El film la retrata con la silenciosa elegancia de Michelle Yeoh, serenamente imperturbable, sin ceder jamás al abandono ni dejarse llevar por la ira. Por mucha que sea la perversidad (un poco caricaturesca) de los opresores. Suu, como la llaman entre los suyos, mantiene la esperanza. También se subraya su fortaleza, quizás heredada del padre, Auyng San, el líder nacionalista cuya actuación fue decisiva para asegurar la independencia de Birmania y que terminó asesinado por sus rivales del ejército en 1947.
Precisamente en esa jornada aciaga se inicia el relato. La niña ha pedido a su padre un cuento y él, antes de partir para un compromiso político, le resume la historia de su país como una suerte de cuento de hadas donde hubo un paraíso hasta que llegaron los invasores, que se llevaron todo y multiplicaron la pobreza y la desdicha.
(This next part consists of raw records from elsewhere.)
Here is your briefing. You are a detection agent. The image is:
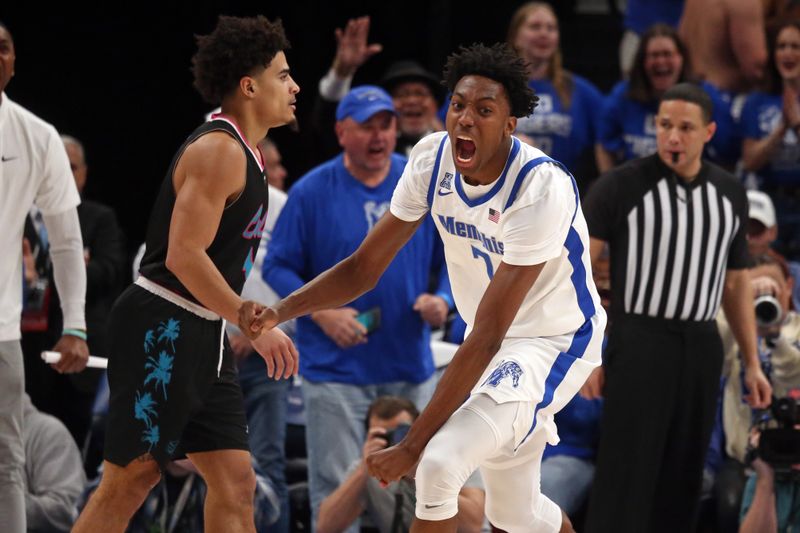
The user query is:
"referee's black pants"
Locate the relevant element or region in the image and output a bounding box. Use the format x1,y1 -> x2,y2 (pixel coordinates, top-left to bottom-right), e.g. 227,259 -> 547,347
585,315 -> 723,533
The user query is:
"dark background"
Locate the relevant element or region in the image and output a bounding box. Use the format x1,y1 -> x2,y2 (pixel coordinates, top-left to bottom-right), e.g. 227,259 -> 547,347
3,1 -> 622,256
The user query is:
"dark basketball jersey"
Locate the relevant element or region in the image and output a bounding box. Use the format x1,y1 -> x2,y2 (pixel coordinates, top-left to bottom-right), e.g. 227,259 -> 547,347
139,116 -> 268,304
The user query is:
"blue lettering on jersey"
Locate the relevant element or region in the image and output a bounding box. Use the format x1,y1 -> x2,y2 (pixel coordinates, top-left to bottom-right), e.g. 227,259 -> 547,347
482,360 -> 523,388
437,214 -> 504,255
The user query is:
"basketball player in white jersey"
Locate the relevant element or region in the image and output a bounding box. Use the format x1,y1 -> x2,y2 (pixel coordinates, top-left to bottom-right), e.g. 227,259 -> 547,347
249,43 -> 605,533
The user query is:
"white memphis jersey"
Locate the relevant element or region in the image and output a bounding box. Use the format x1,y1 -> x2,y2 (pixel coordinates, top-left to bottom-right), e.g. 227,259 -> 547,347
391,131 -> 603,339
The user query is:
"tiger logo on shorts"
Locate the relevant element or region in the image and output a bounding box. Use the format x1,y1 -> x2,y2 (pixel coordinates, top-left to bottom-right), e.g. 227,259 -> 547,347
482,360 -> 523,388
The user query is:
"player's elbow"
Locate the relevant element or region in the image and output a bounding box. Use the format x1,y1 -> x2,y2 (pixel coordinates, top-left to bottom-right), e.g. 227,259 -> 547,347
165,245 -> 193,280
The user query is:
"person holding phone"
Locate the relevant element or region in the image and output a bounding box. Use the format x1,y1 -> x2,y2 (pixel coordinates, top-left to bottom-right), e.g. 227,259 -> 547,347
262,85 -> 453,533
317,396 -> 485,533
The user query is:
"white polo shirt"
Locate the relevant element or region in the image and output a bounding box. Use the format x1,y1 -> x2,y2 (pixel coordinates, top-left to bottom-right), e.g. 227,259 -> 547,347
0,92 -> 81,341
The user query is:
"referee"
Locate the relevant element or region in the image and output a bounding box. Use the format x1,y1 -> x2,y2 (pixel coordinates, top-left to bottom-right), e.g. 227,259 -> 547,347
581,83 -> 772,533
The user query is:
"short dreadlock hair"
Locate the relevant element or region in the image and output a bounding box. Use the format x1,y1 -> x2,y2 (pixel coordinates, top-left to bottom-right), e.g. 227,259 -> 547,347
192,15 -> 290,105
443,43 -> 538,118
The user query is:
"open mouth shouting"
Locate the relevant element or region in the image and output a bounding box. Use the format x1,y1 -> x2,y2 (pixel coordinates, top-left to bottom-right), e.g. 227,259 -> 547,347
367,144 -> 386,157
778,60 -> 799,77
455,136 -> 477,166
649,66 -> 676,89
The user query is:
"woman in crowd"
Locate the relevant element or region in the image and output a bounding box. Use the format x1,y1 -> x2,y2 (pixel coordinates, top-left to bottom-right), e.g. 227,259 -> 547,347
507,2 -> 604,182
596,24 -> 738,173
741,20 -> 800,259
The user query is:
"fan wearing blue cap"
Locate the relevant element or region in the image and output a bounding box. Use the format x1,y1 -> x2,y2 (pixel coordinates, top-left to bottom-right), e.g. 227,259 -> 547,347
333,86 -> 398,183
335,85 -> 396,123
263,84 -> 453,532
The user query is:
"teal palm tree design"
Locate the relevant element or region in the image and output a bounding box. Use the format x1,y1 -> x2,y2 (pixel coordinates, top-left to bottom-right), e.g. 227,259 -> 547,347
134,390 -> 158,429
143,330 -> 155,354
156,318 -> 181,351
141,425 -> 160,451
144,351 -> 173,399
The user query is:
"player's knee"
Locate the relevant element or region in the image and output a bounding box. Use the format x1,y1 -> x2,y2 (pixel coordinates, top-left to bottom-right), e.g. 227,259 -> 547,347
210,464 -> 257,508
415,449 -> 463,520
102,463 -> 162,503
129,465 -> 162,495
416,447 -> 458,496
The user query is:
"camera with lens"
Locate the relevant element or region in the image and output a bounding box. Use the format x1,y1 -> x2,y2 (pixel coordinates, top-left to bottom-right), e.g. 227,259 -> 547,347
754,294 -> 783,328
754,395 -> 800,477
383,423 -> 411,448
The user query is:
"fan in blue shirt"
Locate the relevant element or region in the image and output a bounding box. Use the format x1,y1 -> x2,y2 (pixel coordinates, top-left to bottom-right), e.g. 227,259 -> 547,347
597,24 -> 739,173
506,3 -> 604,174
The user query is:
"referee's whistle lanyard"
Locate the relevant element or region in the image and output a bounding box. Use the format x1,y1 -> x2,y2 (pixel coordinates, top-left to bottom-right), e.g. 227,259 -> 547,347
671,172 -> 695,206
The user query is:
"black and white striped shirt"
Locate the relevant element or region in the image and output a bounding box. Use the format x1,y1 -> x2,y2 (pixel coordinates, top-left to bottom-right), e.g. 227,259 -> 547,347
584,155 -> 749,322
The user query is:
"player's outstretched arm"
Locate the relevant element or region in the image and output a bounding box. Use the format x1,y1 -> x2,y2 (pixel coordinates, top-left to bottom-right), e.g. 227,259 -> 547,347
251,212 -> 425,334
366,260 -> 546,484
165,132 -> 251,325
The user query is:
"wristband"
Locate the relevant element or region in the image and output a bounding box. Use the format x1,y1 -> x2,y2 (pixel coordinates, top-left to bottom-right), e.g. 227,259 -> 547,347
63,328 -> 87,341
435,292 -> 454,311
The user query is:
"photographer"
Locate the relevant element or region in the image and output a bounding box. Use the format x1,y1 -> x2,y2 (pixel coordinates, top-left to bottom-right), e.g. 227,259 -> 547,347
715,253 -> 800,531
317,396 -> 485,533
739,406 -> 800,533
721,255 -> 800,466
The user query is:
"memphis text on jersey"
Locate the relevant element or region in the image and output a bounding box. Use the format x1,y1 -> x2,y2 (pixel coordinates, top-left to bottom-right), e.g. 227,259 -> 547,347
437,214 -> 505,255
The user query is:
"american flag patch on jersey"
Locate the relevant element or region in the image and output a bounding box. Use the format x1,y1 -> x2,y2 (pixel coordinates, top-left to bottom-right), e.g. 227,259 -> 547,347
488,208 -> 500,223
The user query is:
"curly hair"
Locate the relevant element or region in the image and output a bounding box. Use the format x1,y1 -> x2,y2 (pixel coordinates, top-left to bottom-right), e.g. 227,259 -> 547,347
192,15 -> 290,105
443,43 -> 538,118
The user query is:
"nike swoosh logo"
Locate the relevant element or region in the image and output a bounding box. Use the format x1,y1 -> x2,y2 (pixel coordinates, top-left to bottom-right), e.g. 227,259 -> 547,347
1,156 -> 18,162
437,189 -> 453,197
424,503 -> 445,509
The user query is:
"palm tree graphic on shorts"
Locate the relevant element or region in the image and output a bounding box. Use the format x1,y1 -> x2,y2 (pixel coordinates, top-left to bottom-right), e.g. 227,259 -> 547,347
141,425 -> 160,451
156,318 -> 181,351
134,390 -> 158,429
143,329 -> 155,354
144,351 -> 174,399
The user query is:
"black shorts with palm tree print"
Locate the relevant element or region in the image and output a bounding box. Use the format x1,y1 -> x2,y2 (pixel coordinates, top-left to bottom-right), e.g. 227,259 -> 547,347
104,284 -> 249,469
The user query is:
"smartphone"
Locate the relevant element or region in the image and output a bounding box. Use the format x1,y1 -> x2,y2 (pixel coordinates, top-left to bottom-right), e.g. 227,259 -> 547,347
356,307 -> 381,334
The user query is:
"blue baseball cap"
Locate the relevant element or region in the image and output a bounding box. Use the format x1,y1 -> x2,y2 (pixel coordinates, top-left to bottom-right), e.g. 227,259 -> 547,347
336,85 -> 396,123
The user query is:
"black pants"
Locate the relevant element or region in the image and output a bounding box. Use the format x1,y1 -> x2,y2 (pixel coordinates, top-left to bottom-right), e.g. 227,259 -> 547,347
22,331 -> 103,450
585,315 -> 724,533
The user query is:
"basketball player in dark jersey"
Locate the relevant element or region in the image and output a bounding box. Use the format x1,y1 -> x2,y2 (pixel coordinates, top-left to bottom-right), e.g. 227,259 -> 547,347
74,16 -> 300,533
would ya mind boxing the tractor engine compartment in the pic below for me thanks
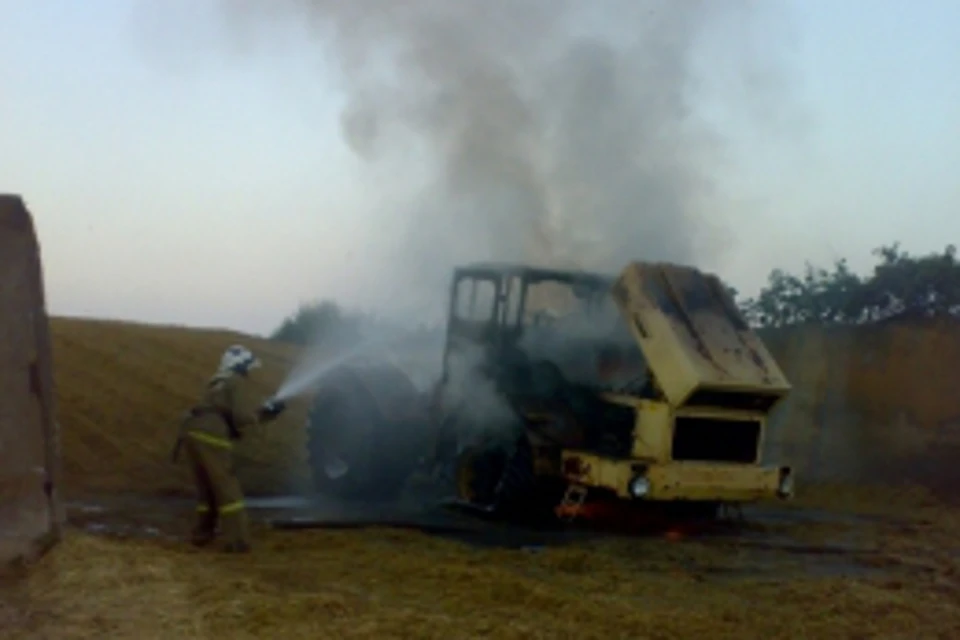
[671,416,762,464]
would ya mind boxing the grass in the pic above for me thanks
[4,510,959,640]
[3,317,957,639]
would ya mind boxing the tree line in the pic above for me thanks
[270,299,437,347]
[737,243,960,328]
[272,243,960,343]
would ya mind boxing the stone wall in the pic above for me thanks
[760,319,960,495]
[0,195,63,566]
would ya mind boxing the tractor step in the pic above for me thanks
[555,483,589,522]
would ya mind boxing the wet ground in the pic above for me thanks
[63,493,918,582]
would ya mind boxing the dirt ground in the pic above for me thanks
[2,318,959,638]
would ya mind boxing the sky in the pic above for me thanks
[1,0,958,336]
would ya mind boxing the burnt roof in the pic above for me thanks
[454,262,614,287]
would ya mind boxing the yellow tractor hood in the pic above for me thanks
[611,262,791,413]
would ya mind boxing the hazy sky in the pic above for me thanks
[1,1,958,335]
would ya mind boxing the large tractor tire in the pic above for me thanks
[305,362,430,503]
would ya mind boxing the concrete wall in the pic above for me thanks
[0,195,63,567]
[760,319,960,496]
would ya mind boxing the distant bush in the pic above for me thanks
[270,300,364,346]
[270,299,441,349]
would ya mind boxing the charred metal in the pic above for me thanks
[302,260,796,522]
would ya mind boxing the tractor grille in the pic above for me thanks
[671,417,761,464]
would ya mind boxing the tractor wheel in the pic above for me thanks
[305,362,428,503]
[454,445,507,506]
[454,437,560,524]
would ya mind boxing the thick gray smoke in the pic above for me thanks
[212,0,795,313]
[135,1,802,504]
Cuando se despide, le coloca en el pelo una orquídea, símbolo de la paz, que quizás ella interpreta como un legado. Así debe de ser porque el film poco habla de la evolución de la protagonista, ni del nacimiento de su vocación política. Y es muy sucinto a la hora de definir todo lo demás, desde su relación con Michael Aris, el universitario británico de Oxford con el que se casó y tuvo dos hijos, y el nacimiento de su vocación política, hasta la evolución de la historia birmana, en la que ella jugará un papel tan decisivo. El film, que confirma el oficio de Besson y su sensibilidad visual, también demuestra que en términos narrativos prefiere los clichés y los planteos esquemáticos, lo que puesto al servicio de una biopic despoja al film de verdad y de vibración humana. Cada escena sólo enuncia una situación. Héroes y malvados resultan tan unidimensionales que es difícil percibir progresión, tensiones, y mucho menos grandeza épica, a pesar de los esfuerzos del músico Eric Serra. Casi todo el relato luce monótono, impersonal, falto de emoción. Salvo tal vez en el único sector en que Besson parece comprometerse un poco más: el melodramático, en especial cuando el compromiso de la protagonista con la lucha por la democracia le impone elegir entre su amor por el marido enfermo y el abandono de la causa patriótica. Es algo.